Brookline cellist debuts quartet CD
Friday, February 8, 2013
When four members of the Boston Symphony Orchestra first decided to form a cello quartet, they simply wanted to play good music with a unique twist.
The four influential cellists who comprise the Boston Cello Quartet, Alexandre Lecarme of Brookline, Blaise Dejardin, Adam Esbensen and Mihail Jojatu, began with beloved staples in classical music, but they quickly expanded their repertoire to include jazz, tango and comic medleys that include music from movies and video games. Their diverse play list and their style, quickly drew an international following on the music scene. This ranged from BSO season ticket holders to modern music lovers who had never set foot in a chamber music performance.
“One of the great things about the BCQ is our ability to reach a really wide audience, from seasoned concert goers to young children to jazz or rock enthusiasts,” Lecarme said. “We are serious musicians who play great music from many genres. Bringing together four cellists really creates a very special sound.”
When they began collaborating, they collectively decided they wanted to do something a bit different than what you’d expect from a classical music group, Esbensen said. The quartet was founded in Janaury 2010.
“We quickly discovered that our sound and style drew in a diverse audience of all ages and musical tastes,” Esbensen said.
Since their collaboration began three years ago, the quartet has opened for the Grammy-award winning band Train, recorded a soundtrack for the video game “Of Orcs and Men” for the Xbox 360, and has performed countless engagements in Boston, New England and New York City.
“It’s enjoyable to play chamber music with my colleagues. Obviously we already enjoy playing together in the cello section of the BSO, but in the BCQ we rotate chairs so that we all get a share of the limelight,” Lecarme said.
The Boston Cello Quartet released its debut album, “Pictures,” on Feb. 5. The CD features unique arrangements of classic pieces as well as original compositions written specifically for the quartet. It also features their signature, yet playful style that stretches the stylistic and musical range of the cello.
As quartet member Dejardin said, “There isn’t a whole lot out there in regards to repertoire for cello quartets, so this allowed us the opportunity to write our own arrangements and have fun with it.”
About the quartet
A native of Grasse, France, Alexandre Lecarme joined the Boston Symphony Orchestra during the 2008-09 season. He graduated with the Premier Prix de Violoncelle from the Conservatoire National Superieur de Musique de Paris in 1997. Lecarme holds the Artist Diploma and the Master of Music degrees from Boston University as a recipient of a Cohen Foundation Grant and a dean’s scholarship.
Lecarme performs on a cello made by Jose Contreras in 1746, on loan from the Boston Symphony Orchestra.
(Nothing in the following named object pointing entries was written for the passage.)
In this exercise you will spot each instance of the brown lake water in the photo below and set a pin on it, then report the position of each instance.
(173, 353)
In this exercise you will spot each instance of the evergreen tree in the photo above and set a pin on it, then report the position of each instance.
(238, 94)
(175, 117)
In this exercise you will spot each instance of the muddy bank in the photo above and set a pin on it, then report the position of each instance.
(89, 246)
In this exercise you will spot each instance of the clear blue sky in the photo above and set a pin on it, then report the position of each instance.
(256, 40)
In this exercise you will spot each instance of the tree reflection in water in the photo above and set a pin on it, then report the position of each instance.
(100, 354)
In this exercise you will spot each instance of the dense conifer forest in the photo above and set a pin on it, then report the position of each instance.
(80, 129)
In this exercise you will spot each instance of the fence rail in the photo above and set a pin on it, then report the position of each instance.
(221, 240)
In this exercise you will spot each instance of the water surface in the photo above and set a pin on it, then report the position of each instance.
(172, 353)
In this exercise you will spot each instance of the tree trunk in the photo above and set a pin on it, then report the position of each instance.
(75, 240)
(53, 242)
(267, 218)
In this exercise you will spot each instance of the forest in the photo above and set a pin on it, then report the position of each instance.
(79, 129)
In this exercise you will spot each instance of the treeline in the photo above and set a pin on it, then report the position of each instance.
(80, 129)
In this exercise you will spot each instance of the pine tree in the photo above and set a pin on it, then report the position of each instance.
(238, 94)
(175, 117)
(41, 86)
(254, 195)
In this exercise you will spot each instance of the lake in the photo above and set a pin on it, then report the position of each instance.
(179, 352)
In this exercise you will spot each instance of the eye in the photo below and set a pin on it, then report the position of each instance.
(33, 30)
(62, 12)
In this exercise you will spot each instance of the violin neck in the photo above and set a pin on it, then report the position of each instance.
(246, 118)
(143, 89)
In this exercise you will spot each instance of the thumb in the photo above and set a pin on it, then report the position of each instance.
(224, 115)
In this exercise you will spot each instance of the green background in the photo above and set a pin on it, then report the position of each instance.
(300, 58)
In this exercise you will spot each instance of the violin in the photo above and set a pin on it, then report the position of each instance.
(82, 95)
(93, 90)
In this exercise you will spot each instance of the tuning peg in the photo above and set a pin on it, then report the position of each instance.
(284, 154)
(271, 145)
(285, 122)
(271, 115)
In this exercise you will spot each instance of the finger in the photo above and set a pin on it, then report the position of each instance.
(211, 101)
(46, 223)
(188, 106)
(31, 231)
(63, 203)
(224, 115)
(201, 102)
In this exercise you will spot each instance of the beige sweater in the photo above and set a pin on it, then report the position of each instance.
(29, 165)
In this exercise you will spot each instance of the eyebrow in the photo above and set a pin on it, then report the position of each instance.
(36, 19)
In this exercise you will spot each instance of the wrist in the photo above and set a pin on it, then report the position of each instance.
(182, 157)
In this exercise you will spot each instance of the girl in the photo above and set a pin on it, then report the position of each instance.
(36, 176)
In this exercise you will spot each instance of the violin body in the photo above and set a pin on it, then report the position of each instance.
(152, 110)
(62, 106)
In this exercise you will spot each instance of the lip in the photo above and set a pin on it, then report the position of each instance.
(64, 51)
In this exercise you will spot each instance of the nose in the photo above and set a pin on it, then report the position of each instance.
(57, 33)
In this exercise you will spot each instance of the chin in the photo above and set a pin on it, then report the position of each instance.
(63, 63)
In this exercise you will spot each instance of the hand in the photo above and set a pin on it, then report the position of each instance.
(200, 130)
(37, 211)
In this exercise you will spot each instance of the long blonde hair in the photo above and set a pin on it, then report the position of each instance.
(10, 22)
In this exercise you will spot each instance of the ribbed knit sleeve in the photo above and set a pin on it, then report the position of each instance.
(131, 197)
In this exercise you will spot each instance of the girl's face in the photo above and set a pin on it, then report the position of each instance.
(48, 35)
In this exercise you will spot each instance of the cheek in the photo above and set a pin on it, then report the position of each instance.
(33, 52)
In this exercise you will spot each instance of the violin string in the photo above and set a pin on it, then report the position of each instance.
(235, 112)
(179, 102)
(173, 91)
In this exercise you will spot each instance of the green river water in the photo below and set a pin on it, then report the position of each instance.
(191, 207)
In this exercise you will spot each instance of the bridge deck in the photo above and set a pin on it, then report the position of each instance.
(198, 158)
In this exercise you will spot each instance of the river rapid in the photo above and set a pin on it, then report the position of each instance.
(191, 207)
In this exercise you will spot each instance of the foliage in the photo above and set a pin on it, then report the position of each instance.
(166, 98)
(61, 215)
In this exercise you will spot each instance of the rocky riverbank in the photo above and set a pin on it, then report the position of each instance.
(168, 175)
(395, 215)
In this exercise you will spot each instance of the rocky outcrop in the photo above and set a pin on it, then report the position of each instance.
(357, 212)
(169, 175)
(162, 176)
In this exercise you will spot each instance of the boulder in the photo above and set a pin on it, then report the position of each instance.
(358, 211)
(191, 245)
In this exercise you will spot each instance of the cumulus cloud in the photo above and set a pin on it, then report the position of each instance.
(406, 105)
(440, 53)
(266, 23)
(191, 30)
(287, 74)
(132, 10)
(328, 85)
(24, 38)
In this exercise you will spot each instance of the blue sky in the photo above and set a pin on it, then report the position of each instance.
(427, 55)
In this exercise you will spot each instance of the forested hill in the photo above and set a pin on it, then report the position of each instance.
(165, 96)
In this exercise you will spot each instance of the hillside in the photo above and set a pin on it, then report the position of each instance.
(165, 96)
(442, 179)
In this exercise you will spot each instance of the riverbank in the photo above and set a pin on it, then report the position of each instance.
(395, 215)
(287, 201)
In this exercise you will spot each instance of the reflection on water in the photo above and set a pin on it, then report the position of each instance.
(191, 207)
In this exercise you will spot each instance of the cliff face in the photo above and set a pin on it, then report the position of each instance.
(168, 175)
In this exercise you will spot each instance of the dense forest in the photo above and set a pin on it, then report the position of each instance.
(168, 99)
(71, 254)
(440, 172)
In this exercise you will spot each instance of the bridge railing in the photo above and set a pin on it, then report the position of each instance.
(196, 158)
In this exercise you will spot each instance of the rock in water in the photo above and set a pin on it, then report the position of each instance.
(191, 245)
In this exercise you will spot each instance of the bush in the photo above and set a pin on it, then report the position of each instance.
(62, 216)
Born in Strasbourg, France, in 1984, Blaise Dejardin made his debut at age 14, performing Haydn’s “C Major Concerto” at the Corum of Montpellier, France. First-prize winner at the Maurice Gendron International Cello Competition in 2005 in France, Dejardin became the youngest prize winner at the sixth Adam International Cello Competition in 2006.
Adam Esbensen joined the Boston Symphony Orchestra in 2008 after spending five years as a cellist with the Oregon Symphony.
Romanian-born cellist Mihail Jojatu joined the Boston Symphony Orchestra in 2001. He studied at the Bucharest Academy of Music before coming to the United States in 1996. He attended the Boston Conservatory of Music. A winner of the concerto competition at the Boston University School for the Arts, he also won first prize in the Aria concerto competition at the Boston Conservatory and was awarded the Carl Zeise Memorial Prize in his second year as a Tanglewood Music Center fellow.